Don't freak out I said to me as I freaked out.
I took Charlie to the bathroom and ran cold water over his hand. He screamed louder. I took him back out to the lobby and asked Greg to go for ice.
He brought back one cube. Someone else handed me a bowl filled with ice water. Other people started handing me odd items they found that might help, but nothing would calm him.
We should take him home. Greg and I grabbed our stuff and headed to the car. I knew he would calm down once we were away from the mass of people. But he didn't. And his fingers were molting.
I started crying because it was my coffee, my negligence, and my fault. Greg is frustrated because he can't fix it. We snap at each other and debate what to do.

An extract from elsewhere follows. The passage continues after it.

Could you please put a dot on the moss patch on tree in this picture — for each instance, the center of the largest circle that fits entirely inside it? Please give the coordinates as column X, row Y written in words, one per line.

Charlie screams and Toby keeps talking about trains as if the world is not tumbling into anarchy.
Our church is nowhere near a hospital, but we commit to an ER and take off on a terrible ride.
Charlie is outside of himself with anguish. I can't hold him in the car so I gently rub his cheek even though he keeps pushing my arm away while he waves his hurt hand around and beats it on his own face.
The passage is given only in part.